Thursday, September 10, 2015

What the China-Australia FTA can teach other countries


The recent political ruckus in Australia over a new free trade agreement with China has far-reaching implications for other nations. It points to the future of trade talks and the labor migration issues they are likely to present.

     There is no doubt the China-Australia agreement signed earlier this year after a decade of negotiation is groundbreaking. The Chinese market already absorbs nearly a third of Australian exports, and the trade deal removes many impediments to a wider range and quantity of goods and services Australia can now send to China.

     It contains what the Australian negotiators claim is the "best package" in the trade of services that China has agreed with any country, including legal and professional services, health care, elderly care and education. It removes tariffs on the export of nearly all Australian goods to China, and greatly eases quotas and duties on dairy products, lamb and beef, and all horticulture. 

 

Foreign workers welcome?

But there is a big catch in the treaty.
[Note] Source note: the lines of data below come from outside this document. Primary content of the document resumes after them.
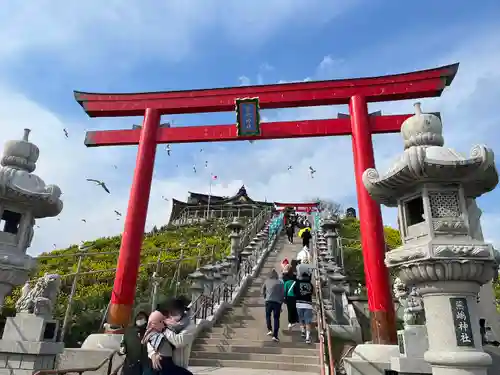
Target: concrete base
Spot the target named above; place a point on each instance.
(371, 359)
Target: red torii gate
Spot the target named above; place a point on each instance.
(355, 92)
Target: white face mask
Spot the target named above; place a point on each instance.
(140, 322)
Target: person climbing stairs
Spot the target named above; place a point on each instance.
(240, 338)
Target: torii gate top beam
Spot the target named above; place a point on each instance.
(418, 84)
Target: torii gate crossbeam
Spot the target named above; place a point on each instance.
(355, 92)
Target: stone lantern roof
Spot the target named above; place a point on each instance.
(19, 185)
(426, 160)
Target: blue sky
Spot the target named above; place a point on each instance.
(49, 48)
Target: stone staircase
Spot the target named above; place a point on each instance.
(239, 339)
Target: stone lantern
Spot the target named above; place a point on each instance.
(24, 197)
(433, 187)
(198, 281)
(235, 236)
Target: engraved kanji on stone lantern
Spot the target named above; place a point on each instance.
(24, 197)
(433, 187)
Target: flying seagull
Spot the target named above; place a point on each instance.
(100, 183)
(312, 171)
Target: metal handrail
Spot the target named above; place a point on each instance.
(81, 370)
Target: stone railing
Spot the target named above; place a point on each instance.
(214, 286)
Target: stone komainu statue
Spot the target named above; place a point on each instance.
(41, 299)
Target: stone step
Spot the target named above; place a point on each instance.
(303, 351)
(259, 357)
(314, 369)
(224, 342)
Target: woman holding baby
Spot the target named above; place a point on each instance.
(168, 339)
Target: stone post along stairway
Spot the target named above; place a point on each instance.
(239, 339)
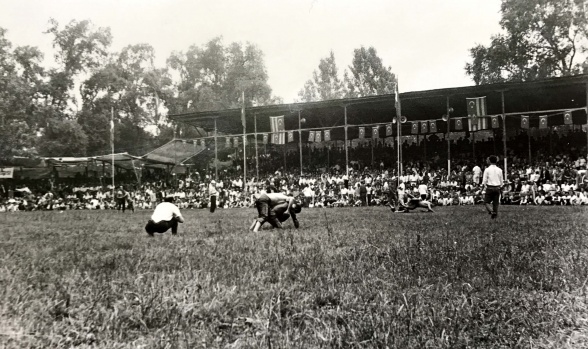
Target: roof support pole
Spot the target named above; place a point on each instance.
(215, 152)
(244, 140)
(300, 140)
(474, 144)
(504, 134)
(346, 147)
(112, 145)
(256, 155)
(529, 144)
(448, 139)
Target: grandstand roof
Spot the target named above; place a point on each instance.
(520, 97)
(175, 152)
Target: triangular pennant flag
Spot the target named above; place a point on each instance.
(524, 121)
(458, 124)
(543, 121)
(277, 123)
(568, 118)
(327, 135)
(424, 127)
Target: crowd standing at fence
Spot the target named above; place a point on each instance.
(558, 180)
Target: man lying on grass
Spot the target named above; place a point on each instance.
(275, 208)
(412, 203)
(166, 215)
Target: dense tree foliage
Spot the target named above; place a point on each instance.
(540, 38)
(66, 110)
(367, 76)
(325, 83)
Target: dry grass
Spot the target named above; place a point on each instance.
(370, 278)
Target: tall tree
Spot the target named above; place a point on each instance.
(368, 76)
(79, 48)
(63, 138)
(213, 76)
(130, 85)
(325, 83)
(541, 38)
(20, 79)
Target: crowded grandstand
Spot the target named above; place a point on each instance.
(354, 152)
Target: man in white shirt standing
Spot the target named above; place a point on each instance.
(213, 193)
(477, 172)
(492, 182)
(166, 215)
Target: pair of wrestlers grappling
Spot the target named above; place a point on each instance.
(275, 208)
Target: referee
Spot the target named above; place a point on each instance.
(493, 182)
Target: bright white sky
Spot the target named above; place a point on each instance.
(426, 42)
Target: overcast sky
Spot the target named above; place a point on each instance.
(426, 42)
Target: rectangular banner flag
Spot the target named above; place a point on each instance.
(568, 118)
(524, 121)
(476, 113)
(424, 127)
(7, 172)
(376, 132)
(458, 124)
(327, 136)
(476, 106)
(279, 138)
(278, 129)
(543, 121)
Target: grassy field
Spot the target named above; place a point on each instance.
(347, 278)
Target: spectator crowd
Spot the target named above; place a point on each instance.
(558, 180)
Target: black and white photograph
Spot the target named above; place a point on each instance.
(293, 174)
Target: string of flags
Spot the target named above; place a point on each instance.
(477, 120)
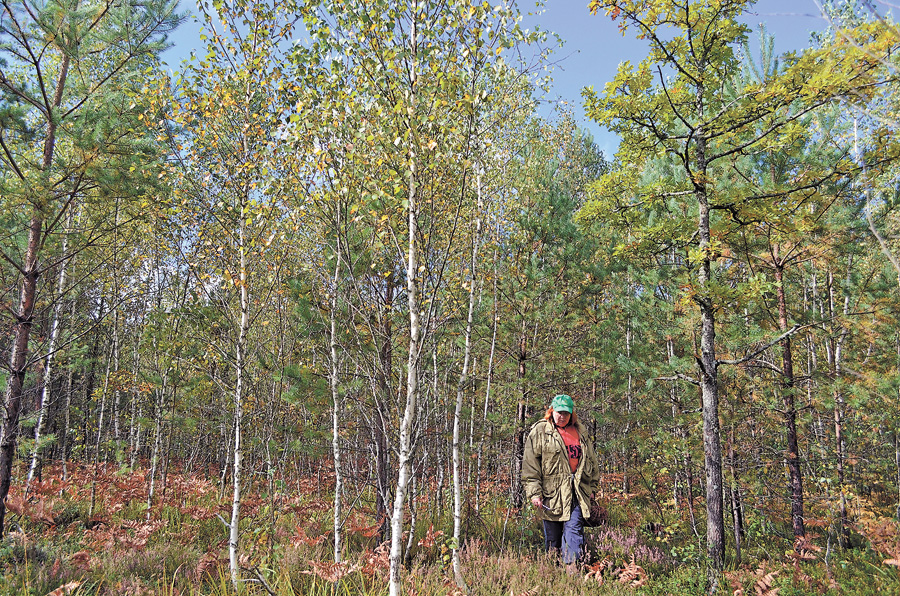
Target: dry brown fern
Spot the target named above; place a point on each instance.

In it, Australia has not only replicated labor migration concessions already granted in free trade deals with other countries including Japan, New Zealand, South Korea and Thailand, it has extended them. Specifically, the document includes a provision that allows Chinese businesses engaged in projects in Australia to bring in their own workers, without necessarily making it mandatory for these companies to first establish that Australians cannot do the job.

     This is a pertinent debate for the rest of the world. A couple of decades ago, the most difficult issues in trade negotiations were manufacturing tariffs and farm-product quotas. Today, the most difficult issues are in intellectual property -- and the U.S. has been pushing for greater protections in this area, notably in the Trans-Pacific Partnership initiative -- and labor migration.

     For China, labor migration is a big issue. Workers from China are paid less than their peers from more advanced economies and are unlikely to be militant trade unionists. Given that China is often involved in big overseas projects in the resources industry that require many workers in the construction stage, liberal -- albeit temporary -- labor migration concessions are important for Chinese trade negotiators. As China advances, these labor migration issues are likely to become more prominent in its proposals for regional trade agreements.

     The key provisions in the new agreement are hotly debated in Australia, with the Liberal Party-led government insisting that the opposition Labor Party and its trade union supporters are deliberately misinterpreting the deal. There has certainly been a good deal of exaggeration, but there is a little doubt the agreement widens the concessions made in other treaties.

     It is standard for Australia to offer temporary labor migration rights to free trade agreement partners, and without requiring a labor market test. But these provisions typically only apply to management and service staff, not to the wider workforce. The new deal with China allows Chinese investors to negotiate to bring workers into Australia for specific projects. The provision is enshrined in a memorandum of understanding attached to, and inseparable from, the agreement.

     Moreover, it applies to projects worth as little as 150 million Australian dollars ($106.2 million), rather than the A$2 billion stipulated in the existing framework. A participating Chinese company could have a stake of as little as 15% in a project to qualify. The new deal could also apply to most projects, not just those in the resources industry.